Trakus Facts of the Day for Wednesday, August 8
Favored Power Series covered 42 feet more than second-choice winner Apply in Wednesday’s second race, losing by only a half-length. Power Series ran a faster final quarter-mile, and final furlong, but the extra ground coverage took its toll. Third place finisher Sidepocket Kid had the fastest final quarter and eighth, coming home in 24.81 and 12.38 seconds, respectively, and also covered a much shorter trip than Power Series.
Brooklyn Rose soared home in the fifth race, recording a final quarter mile time (24.73s) that was more than a second faster than the next-fastest time, set by second-placer Queen Mercury, and a final furlong that was 0.69 seconds faster than that rival.
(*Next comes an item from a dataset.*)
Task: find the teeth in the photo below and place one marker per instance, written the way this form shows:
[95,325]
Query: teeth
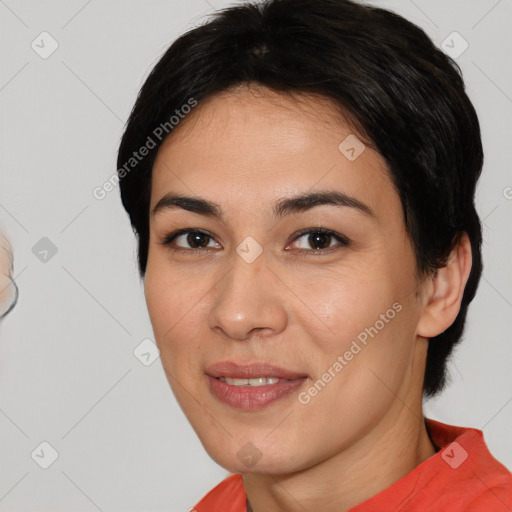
[258,381]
Wishing Gate took the finale at a mile on turf and covered substantial extra ground, going no less than four wide on the second turn. Under Mike Smith, Wishing Gate covered 5,366 feet while second Jerry’shoneycarol and third Dance Team each went 41 feet less, covering 5,325. Fourth-place finisher Shrilanka had the second-fastest final furlong in 11.42 seconds, but was still 0.20 seconds slower than the winner’s final eighth.